On Tue, 6 Feb 2001, Eli Zaretskii wrote:
> > From: Hans-Bernhard Broeker <broeker AT physik DOT rwth-aachen DOT de>
[...]

> > I don't think it makes any sense to even try. Except for situation
> > which other compiler optimizations already should have taken care of,
> > the relative position of functions in address space doesn't make any
> > difference at all on x86 processors in 32 bit flat mode and using GCC.
> 
> ???  One thing I'd do is to group functions which are called many
> times together.  This would maximize the probability that they are in
> the L1 cache most of the time.

The things you might be missing would be that the L1 cache is a dynamic
beast, and that the chunks it caches as one piece of memory ("cache
lines") are small compared to the average size of an average function.  
I.e. you'll hardly ever fit two or more functions into a single cache
line. And even if you can, I doubt the effect is going to be measurable.
Plus it would probably be a more promising idea to ensure these very small
functions are inlined or optimized out of existence.

For any pair of functions that call each other frequently enough to
matter, they'll sooner or later both be in the L1 cache, anyway. Keeping
the functions small or removing them completely is more important than
their absolute positions, in that case.

It's all a balance between subroutine call overhead and the size of the
"active code set", at any given period of time.

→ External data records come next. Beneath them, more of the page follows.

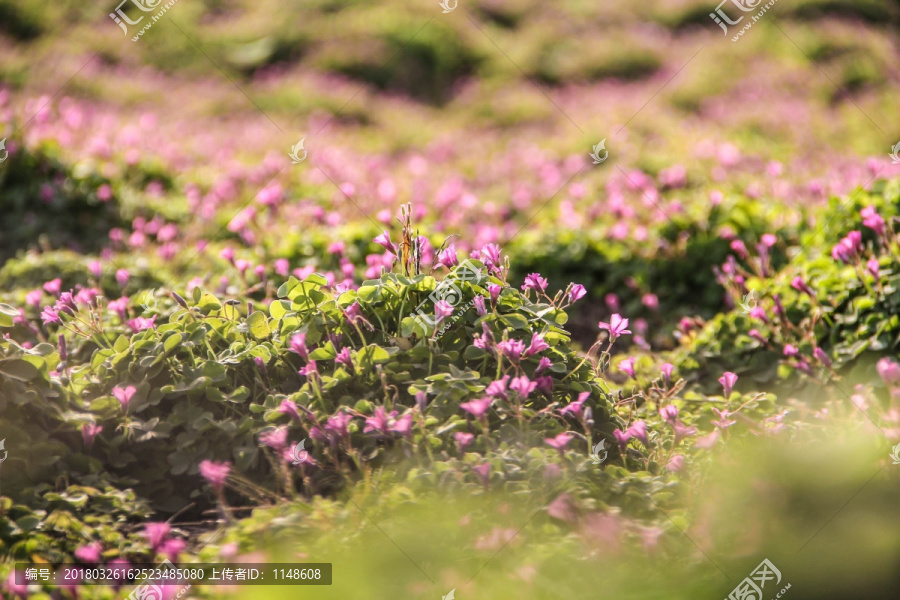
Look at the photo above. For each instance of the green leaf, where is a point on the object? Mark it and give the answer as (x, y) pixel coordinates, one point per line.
(7, 314)
(316, 279)
(172, 342)
(279, 308)
(19, 369)
(208, 303)
(515, 320)
(259, 325)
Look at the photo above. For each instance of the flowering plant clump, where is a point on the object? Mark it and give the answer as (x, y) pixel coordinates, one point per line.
(221, 393)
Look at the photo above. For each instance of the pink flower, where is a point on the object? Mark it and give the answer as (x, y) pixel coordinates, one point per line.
(707, 441)
(298, 345)
(494, 291)
(120, 307)
(617, 326)
(477, 408)
(480, 308)
(289, 407)
(353, 312)
(490, 255)
(682, 431)
(669, 413)
(442, 309)
(798, 284)
(872, 267)
(403, 425)
(544, 385)
(576, 293)
(172, 548)
(90, 553)
(33, 298)
(379, 421)
(484, 473)
(50, 315)
(88, 432)
(537, 345)
(124, 395)
(215, 473)
(497, 389)
(576, 407)
(522, 385)
(384, 240)
(343, 358)
(535, 282)
(888, 370)
(275, 438)
(141, 324)
(638, 431)
(667, 369)
(448, 257)
(309, 371)
(543, 364)
(156, 533)
(622, 438)
(337, 424)
(560, 441)
(512, 349)
(738, 247)
(650, 301)
(53, 286)
(728, 379)
(848, 247)
(20, 590)
(676, 463)
(756, 335)
(627, 366)
(724, 420)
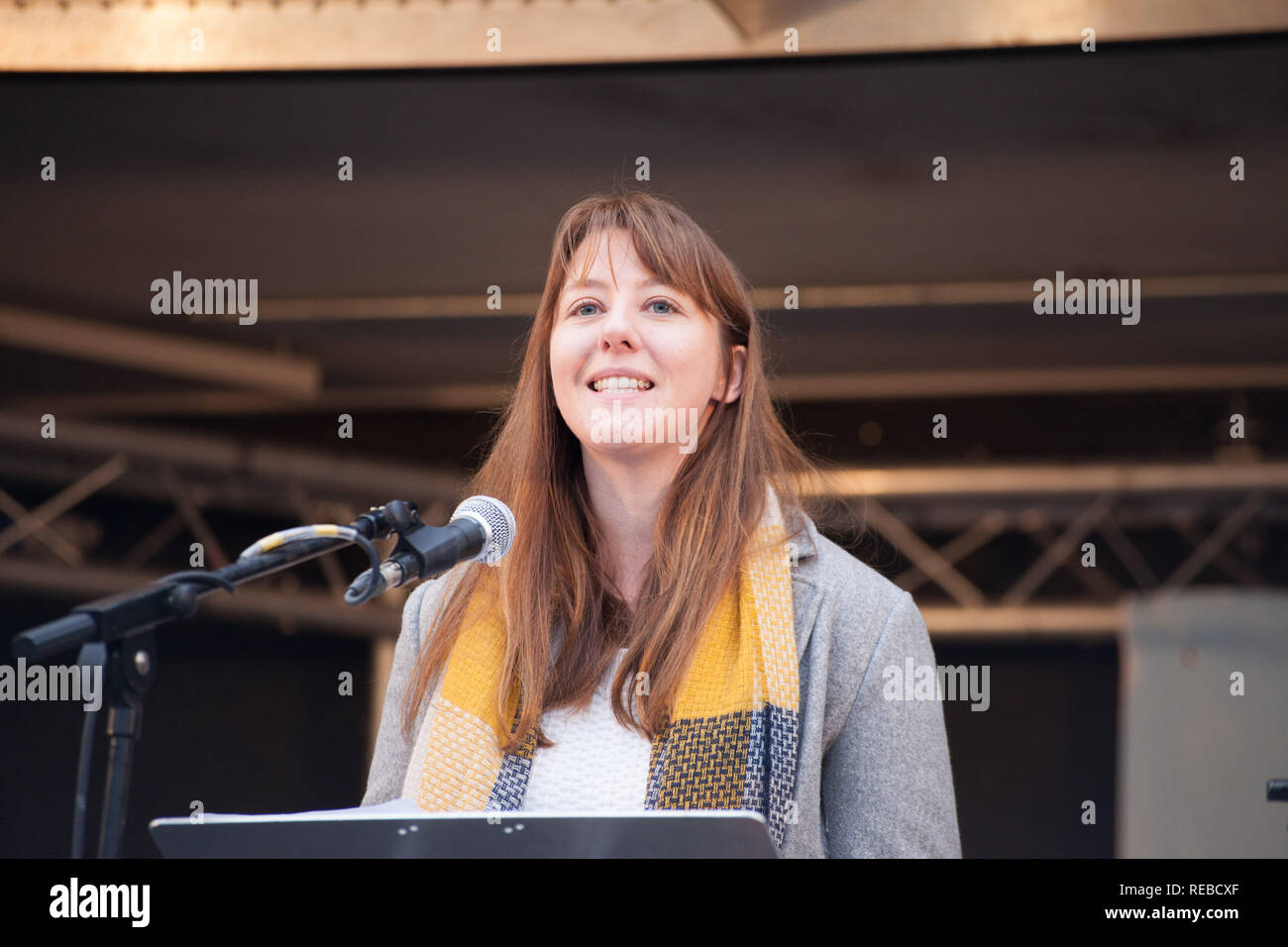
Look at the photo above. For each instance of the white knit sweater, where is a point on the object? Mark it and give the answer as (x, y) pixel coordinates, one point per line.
(595, 763)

The original motivation for the function ordering offered by gprof, IIRC,
is for processors where the cost of a jump varies strongly with its
distance. In segmented x86 operation modes, e.g., it could pay off to
reorder functions if it allowed short jumps and calls instead of far ones.

-- 
Hans-Bernhard Broeker (broeker AT physik DOT rwth-aachen DOT de)
Even if all the snow were burnt, ashes would remain.